Using Quality Attribute Scenarios for ML Model Test Case Generation
Rachel Brower-Sinning, Grace A. Lewis, Sebastían Echeverría, Ipek Ozkaya
TL;DR
The paper addresses the gap in ML testing by focusing solely on performance and proposes QA scenarios to capture system- and data-level requirements for ML-enabled systems. It integrates QA-driven test case generation into MLTE, enabling negotiation, specification, and testing of system and QA properties alongside process and model behavior. Through a botanical garden scenario, the authors demonstrate how QA scenarios yield test cases across fairness, robustness, interpretability, and integration constraints, with practitioners reporting earlier failure detection and reduced production incidents. The approach promotes broader architectural thinking in ML development and provides a path toward more trustworthy, production-ready deployments; future work includes formalizing negotiation artifacts and expanding QA coverage.
Abstract
Testing of machine learning (ML) models is a known challenge identified by researchers and practitioners alike. Unfortunately, current practice for ML model testing prioritizes testing for model performance, while often neglecting the requirements and constraints of the ML-enabled system that integrates the model.

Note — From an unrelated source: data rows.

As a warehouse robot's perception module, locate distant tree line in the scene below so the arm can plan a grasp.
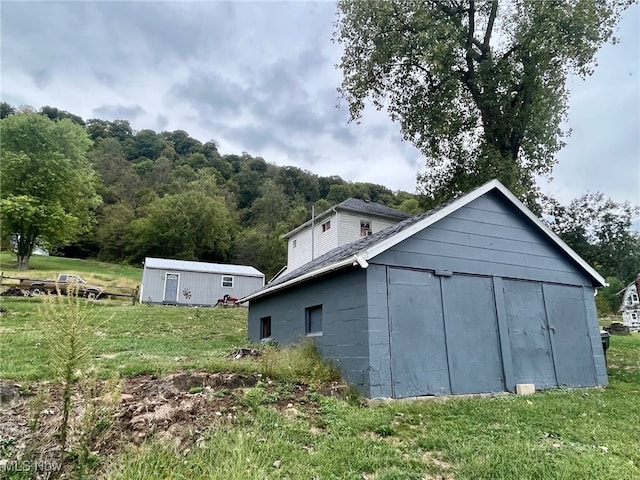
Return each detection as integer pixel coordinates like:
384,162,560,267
0,103,640,298
0,103,426,277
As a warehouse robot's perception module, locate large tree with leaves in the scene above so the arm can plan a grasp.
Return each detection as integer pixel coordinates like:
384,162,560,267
0,111,101,269
335,0,632,204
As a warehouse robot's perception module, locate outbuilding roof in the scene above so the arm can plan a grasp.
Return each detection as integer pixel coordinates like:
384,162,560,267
282,198,411,240
144,257,264,278
241,180,607,302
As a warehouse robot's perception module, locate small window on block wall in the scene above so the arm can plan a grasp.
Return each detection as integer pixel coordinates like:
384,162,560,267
260,317,271,340
305,305,322,335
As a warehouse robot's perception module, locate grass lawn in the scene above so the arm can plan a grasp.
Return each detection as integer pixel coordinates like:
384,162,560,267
0,252,142,288
0,292,640,480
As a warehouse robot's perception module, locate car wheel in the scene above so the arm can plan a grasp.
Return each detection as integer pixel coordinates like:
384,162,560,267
87,290,98,300
29,285,44,297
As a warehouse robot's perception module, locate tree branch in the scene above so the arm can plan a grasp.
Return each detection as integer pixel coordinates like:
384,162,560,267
481,0,498,54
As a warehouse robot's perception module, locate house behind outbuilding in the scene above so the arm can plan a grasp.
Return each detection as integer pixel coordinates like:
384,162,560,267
140,257,264,306
243,180,607,398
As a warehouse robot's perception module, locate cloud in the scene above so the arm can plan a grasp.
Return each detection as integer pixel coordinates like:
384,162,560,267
93,105,145,121
0,2,640,203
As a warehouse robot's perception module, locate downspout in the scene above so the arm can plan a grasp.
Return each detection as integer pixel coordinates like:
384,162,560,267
311,203,316,261
331,207,341,247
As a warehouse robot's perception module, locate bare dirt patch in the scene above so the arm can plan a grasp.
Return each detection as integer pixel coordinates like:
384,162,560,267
0,372,340,478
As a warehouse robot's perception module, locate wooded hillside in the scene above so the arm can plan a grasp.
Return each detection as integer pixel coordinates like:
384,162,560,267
0,103,426,278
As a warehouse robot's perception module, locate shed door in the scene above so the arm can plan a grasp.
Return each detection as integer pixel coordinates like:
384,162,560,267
543,284,598,387
163,273,180,303
442,275,505,394
504,280,558,388
388,268,451,398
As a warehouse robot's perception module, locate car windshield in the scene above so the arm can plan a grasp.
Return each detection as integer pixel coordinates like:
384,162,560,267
67,275,87,284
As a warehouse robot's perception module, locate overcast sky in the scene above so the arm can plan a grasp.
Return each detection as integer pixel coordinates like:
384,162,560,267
0,1,640,212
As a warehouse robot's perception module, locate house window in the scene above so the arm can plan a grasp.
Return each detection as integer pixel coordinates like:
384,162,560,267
360,220,371,237
305,305,322,335
260,317,271,340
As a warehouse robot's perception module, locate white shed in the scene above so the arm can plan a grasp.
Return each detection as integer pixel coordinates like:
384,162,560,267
140,257,264,305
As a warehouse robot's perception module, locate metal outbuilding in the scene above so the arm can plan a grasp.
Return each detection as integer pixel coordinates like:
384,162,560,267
140,257,264,306
243,180,607,398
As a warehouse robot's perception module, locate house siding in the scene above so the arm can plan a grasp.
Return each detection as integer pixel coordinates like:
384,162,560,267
248,269,369,396
287,214,338,272
370,192,592,286
140,268,264,305
249,186,607,398
338,212,398,249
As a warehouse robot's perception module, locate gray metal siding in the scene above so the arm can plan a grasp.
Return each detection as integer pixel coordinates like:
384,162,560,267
369,192,591,286
248,269,369,395
388,268,451,397
249,193,607,397
442,275,505,394
140,267,263,305
542,285,602,387
503,280,558,388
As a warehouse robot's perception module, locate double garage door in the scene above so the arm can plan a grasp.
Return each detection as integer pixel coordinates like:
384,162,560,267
388,268,597,398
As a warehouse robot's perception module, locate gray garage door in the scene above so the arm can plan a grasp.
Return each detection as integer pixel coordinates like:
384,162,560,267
543,284,598,387
504,280,558,388
388,268,451,398
442,275,505,394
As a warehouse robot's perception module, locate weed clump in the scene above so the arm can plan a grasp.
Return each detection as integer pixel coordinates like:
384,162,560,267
260,340,341,385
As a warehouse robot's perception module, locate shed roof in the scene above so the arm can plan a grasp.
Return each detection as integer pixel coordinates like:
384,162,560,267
144,257,264,278
242,180,607,302
282,198,411,240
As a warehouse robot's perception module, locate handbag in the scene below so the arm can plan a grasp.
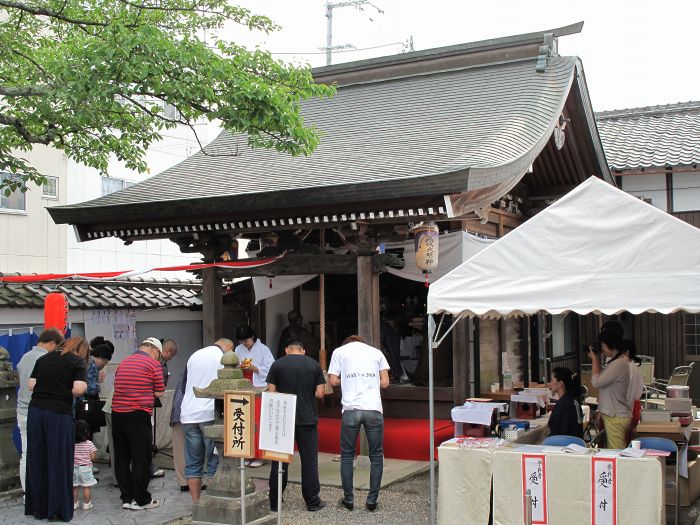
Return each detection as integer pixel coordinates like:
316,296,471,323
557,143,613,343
75,398,107,433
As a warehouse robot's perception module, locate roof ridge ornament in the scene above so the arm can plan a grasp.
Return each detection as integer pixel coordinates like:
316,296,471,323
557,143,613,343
535,33,559,73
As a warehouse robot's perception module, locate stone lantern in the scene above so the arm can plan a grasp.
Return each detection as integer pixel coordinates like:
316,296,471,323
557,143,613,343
192,352,275,525
0,346,20,494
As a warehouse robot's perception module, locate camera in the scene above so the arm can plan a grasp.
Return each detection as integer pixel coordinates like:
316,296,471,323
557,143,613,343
583,341,603,354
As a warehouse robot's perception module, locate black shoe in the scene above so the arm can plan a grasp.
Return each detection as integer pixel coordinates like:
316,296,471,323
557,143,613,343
306,501,326,512
338,498,355,510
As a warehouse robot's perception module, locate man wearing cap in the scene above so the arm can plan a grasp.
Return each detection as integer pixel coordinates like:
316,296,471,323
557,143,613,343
112,337,165,510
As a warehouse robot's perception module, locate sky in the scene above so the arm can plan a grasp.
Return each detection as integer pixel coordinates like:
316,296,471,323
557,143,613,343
235,0,700,111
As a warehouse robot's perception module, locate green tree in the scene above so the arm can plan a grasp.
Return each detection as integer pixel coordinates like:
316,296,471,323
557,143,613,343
0,0,333,191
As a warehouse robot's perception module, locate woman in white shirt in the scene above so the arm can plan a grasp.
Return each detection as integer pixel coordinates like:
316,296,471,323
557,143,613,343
588,331,632,449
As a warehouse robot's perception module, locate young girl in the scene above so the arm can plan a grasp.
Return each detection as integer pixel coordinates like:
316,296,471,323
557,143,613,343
73,419,97,510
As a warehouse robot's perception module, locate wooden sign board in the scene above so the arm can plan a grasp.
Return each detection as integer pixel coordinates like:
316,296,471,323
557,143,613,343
224,392,255,458
259,392,297,462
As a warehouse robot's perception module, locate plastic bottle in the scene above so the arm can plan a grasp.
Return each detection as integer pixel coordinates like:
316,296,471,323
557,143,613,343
503,364,513,390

This limited view of testing leads to failures during integration, deployment, and operations, contributing to the difficulties of moving models from development to production. This paper presents an approach based on quality attribute (QA) scenarios to elicit and define system- and model-relevant test cases for ML models. The QA-based approach described in this paper has been integrated into MLTE, a process and tool to support ML model test and evaluation. Feedback from users of MLTE highlights its effectiveness in testing beyond model performance and identifying failures early in the development process.